Friday, July 18, 2014: 10:45 AM
Room: F202
Oral Presentation
Louis GUAY , Laval University, Quebec, QC, Canada
Adaptation is generally thought of as a successful response to a changing situation. For the social sciences, adaptation is the outcome of a long series of deliberations, decisions and negotiations. One cannot take for granted that adaptation will normally follow changing conditions. Adaptation must be seen as a social process whose outcome is not known before hand by the actors and institutions. The paper starts with a critical examination of what adaptation is for sociology. A multidimensional model is proposed wherein adaptation is conceptualized as a process which is both controversial and cooperative and is the result of interacting actors and institutions which come to a common understanding of a problematic situation and of its solutions.

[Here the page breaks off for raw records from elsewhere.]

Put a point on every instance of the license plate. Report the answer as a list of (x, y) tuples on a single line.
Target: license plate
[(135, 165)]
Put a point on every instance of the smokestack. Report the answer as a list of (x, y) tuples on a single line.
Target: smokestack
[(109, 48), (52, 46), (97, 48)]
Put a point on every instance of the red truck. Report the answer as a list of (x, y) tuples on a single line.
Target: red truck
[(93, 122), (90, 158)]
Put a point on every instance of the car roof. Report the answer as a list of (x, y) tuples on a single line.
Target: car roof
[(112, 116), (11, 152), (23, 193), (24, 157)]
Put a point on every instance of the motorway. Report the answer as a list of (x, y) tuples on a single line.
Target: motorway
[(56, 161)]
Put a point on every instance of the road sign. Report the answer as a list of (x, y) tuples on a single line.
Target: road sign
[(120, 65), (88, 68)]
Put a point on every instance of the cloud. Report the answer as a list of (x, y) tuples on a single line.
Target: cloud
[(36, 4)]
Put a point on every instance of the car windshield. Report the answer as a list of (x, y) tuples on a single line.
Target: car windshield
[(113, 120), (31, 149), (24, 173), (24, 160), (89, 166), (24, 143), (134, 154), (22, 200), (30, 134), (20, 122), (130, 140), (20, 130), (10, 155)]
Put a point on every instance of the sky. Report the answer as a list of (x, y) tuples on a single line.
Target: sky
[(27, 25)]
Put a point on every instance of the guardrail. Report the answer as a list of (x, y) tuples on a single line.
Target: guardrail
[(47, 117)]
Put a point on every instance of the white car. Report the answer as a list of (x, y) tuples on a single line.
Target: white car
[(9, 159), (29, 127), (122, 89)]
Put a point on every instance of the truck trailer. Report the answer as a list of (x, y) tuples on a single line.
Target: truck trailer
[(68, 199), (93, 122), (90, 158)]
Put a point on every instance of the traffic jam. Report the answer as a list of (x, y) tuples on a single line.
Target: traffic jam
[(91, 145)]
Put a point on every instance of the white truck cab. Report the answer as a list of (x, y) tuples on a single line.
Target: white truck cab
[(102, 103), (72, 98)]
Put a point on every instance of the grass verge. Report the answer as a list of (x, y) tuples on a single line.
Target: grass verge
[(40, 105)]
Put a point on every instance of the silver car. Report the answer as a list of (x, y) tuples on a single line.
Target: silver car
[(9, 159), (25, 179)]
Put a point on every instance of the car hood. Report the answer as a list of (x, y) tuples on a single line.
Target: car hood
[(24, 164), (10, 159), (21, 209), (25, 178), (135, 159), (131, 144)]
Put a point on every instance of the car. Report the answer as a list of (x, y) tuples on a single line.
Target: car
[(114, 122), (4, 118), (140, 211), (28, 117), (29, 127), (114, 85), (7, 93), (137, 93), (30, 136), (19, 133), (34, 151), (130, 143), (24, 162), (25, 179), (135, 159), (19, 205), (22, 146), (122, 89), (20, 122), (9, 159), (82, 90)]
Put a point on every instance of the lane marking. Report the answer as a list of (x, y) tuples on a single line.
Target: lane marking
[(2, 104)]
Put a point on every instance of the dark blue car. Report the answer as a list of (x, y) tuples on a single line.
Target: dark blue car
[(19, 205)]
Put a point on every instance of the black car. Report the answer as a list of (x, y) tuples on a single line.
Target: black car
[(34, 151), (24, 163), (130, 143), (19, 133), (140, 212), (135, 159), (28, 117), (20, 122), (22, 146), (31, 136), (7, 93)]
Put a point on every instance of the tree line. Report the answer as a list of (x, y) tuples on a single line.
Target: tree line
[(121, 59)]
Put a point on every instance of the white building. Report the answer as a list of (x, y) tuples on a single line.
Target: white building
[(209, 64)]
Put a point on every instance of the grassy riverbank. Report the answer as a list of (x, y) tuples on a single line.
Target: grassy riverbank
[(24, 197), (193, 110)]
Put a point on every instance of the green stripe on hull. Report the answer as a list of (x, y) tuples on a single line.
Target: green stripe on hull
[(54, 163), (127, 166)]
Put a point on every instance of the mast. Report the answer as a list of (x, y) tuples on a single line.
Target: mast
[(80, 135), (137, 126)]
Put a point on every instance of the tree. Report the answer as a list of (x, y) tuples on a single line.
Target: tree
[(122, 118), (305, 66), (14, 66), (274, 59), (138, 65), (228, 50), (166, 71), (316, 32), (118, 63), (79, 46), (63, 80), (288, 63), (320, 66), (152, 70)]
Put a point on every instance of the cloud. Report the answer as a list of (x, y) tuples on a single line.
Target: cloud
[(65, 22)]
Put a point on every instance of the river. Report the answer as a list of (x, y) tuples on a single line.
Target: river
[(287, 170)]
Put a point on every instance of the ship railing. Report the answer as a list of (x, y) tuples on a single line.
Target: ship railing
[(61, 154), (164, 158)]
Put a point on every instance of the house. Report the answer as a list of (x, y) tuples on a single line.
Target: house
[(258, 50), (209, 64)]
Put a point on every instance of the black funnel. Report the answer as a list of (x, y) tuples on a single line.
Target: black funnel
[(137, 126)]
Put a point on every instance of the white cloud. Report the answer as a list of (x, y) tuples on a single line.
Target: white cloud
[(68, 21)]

To understand this process a combination of different theoretical approaches are necessary. The overlapping elements are the following: 1) governance process where ecological uncertainty is pervasive, and where structural and social diversity has deep implications for decision-making; 2) controversy analysis, which focuses on debate on common understanding and on the choice of courses of action; 3) cultural theory to explain how people perceive and organize the changing world (natural as well as social) they live in; 4) since some, if not all, adaptation measures are likely to be innovative solutions, an understanding of how innovations are produced, diffused and adopted, even co-produced, is also important; 5), finally, one may ask to what extent models and instruments of environmental governance are sensitive to social and ecological justice. This approach will be applied to problem-definition and policy-making in adaptation to climate and biodiversity change in a selection of large Canadian cities.